Frost/Nixon it was not, but this was a gently devastating piece of television. Those of us who remember the 1997 photographs of Harry and William in children’s suits watching their mother’s coffin go by, complete with a handwritten envelope addressed to “Mummy”, felt some catharsis tonight. As Harry described riding his bike near the beach with Archie flinging out his arms behind him, I thought of Kate Middleton’s perfect blow-dry as she stood on the steps of the hospital less than 24 hours after giving birth. All that freedom gone, and for what? So a few gilded-plate enthusiasts can fill up their houses with kitschy merchandise in celebration of a long-gone feudal system which wouldn’t even put them anywhere near the top? So rich people can say that watching reality TV is common and then tune in to what the Windsors are up to, like it isn’t a consent-free Keeping Up With the Kardashians on crack? So children can grieve through long lenses and women can continue to bite their tongues when their husbands say yes, they’re in love, “whatever love means” and everyone left on a rainy island that voted for Brexit can widen their eyes over commemorative cups of tea? Is it worth it? Was it ever?
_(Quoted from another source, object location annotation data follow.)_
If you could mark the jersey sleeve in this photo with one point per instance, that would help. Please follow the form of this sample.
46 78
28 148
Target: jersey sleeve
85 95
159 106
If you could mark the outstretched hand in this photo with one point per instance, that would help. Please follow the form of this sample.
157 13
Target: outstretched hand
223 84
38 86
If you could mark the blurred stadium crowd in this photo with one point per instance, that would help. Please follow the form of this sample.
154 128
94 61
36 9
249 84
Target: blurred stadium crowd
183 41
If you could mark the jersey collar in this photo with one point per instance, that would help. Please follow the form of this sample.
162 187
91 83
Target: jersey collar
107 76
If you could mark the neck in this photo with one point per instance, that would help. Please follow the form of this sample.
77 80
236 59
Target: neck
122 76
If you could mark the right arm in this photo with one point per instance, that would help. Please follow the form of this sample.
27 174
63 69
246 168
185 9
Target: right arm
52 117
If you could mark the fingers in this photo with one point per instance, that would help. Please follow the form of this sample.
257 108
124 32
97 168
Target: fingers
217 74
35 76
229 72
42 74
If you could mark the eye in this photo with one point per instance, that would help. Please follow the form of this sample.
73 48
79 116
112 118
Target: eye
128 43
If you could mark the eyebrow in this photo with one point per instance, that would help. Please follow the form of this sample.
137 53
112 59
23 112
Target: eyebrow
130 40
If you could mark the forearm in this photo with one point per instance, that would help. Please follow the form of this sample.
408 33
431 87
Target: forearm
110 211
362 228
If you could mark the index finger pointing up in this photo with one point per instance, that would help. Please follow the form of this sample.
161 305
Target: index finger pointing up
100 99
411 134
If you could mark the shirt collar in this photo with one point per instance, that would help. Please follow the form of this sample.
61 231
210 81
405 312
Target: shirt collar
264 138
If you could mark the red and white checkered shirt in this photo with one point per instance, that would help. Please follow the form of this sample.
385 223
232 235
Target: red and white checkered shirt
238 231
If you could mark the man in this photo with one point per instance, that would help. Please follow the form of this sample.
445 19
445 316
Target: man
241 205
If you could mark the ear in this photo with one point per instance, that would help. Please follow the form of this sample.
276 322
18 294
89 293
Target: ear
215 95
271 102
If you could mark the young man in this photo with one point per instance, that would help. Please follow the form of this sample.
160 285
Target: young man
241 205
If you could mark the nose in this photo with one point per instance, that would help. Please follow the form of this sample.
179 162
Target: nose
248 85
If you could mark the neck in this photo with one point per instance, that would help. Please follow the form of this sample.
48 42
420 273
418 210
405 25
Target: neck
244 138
What Harry and Meghan got was, in their own words, better than a fairytale ending, and they got it against the odds. Princess Charming rode up on her white horse, kissed her sleeping prince and made him woke. They’re having a baby girl in the summer. They bought a house in the Santa Barbara area with Harry’s inheritance from Diana. They’re still close with the Queen, who’s done a couple of lockdown-necessitated Zoom calls with them and Archie.
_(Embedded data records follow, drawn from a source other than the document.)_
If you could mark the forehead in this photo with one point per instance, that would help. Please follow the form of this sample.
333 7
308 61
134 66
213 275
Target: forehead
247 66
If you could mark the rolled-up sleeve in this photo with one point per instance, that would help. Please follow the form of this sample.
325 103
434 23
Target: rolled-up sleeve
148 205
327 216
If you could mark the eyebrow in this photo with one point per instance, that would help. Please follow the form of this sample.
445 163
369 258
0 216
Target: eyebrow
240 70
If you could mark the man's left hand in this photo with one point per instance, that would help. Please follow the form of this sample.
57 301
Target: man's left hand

And so the royal institution will grind to an end, not with a bang but with Oprah. There might be a couple more generations left in it yet, but someone’s really laid it all bare now — the casual cruelty, the senseless nastiness, the waning relevance, the symbiotic relationship with the tabloids that is the last gasp that keeps the firm alive — and it’s hard to imagine it going on much longer. I doubt those golden jubilee plates will ever have the same sheen again.